Other institutions have opted for a technology spend – backing an algorithmic approach to the management of risk. Around 64% of sell-side respondents said they were investing in new execution algorithms to be more competitive in portfolio trading in Valantic and Acuiti’s report. Algorithms sit centrally on the desk, pricing every line item within a portfolio, allowing for even pricing and better streamlining of communication across instruments and asset classes.
“A generic portfolio from a client will have a whole host of sectors and be very well diversified,” said one individual on the condition of anonymity. “If you were to ask multiple human traders who were trading those sectors to price that, you are a disadvantage because of potentially different risk outlooks and inconsistencies. Our consistency will always remain very strong because our portfolios price through the algo.”

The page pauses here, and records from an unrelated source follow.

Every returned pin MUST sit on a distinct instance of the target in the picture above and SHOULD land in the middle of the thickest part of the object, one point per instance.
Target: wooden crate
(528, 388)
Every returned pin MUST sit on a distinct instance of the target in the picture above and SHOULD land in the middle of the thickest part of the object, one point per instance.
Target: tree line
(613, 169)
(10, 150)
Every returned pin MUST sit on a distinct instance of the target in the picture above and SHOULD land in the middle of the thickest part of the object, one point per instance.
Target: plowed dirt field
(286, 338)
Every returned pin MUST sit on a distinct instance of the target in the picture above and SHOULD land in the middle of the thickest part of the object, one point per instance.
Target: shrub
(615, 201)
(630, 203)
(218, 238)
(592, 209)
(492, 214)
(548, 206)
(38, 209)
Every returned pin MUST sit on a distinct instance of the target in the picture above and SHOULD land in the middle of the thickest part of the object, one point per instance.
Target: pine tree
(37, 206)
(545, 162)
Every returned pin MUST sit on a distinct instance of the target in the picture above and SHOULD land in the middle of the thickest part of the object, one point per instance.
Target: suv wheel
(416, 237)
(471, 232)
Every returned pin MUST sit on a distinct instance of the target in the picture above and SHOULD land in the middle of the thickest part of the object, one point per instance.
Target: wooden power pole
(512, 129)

The markets have seen a surge in fixed income exchange traded funds (ETFs) in recent years – a core theme at the Fixed Income Leaders Summits held across the globe this year and last year – spurred on by market conditions and demand from traders for lower risk access to the fixed income markets.
This surge goes hand in hand with portfolio trading which is often used by traders to simplify the create and redeem process. Looking to the markets of years gone by there were not many liquidity providers able to algorithmically price blocks of bonds in real-time but with the growth of ETFs this has changed and portfolios are traded off the create/redeem process daily.

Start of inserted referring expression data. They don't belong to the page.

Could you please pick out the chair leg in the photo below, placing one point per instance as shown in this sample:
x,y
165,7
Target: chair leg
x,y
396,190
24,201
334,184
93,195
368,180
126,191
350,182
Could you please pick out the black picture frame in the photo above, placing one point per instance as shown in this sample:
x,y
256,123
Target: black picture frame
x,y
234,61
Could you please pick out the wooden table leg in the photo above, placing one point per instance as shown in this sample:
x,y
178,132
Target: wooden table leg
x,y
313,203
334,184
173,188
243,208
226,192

“The next stage of development for us is a fixed income ETF market. It [fixed income ETFs] is such an integral part of how we view volumes and overall hedge the book because the balance sheet takes on a lot of different risk profiles,” said one sell-side individual.
Institutions are increasingly keen to accommodate clients and provide liquidity across as many products as possible to better hedge trade to manage risk and minimise costs.
“We’re trying to be in the middle of traditional institutional trading and fully systematic risk management,” Nick Adragna, co-head of global macro and investment grade trading told The TRADE. “We want to leverage our leading institutional franchise and we want to be able to always be there for our customers and keep the integrity of our cash business. At the same time, we want to have offer all outlets of liquidity for the growing number of smaller trades and be able to provide the liquidity to these customers.”
In light of the current market environment, demand portfolio trading has continued to grow. Changing interest rates have made efficient risk management capabilities essential for success in portfolio trading and while rate cuts are already being priced in for 2024, whether or not these will come to be a reality is a question for next year. For the time being, it seems only some players are in a position to effectively take advantage of swelling demand for the portfolio trading protocol.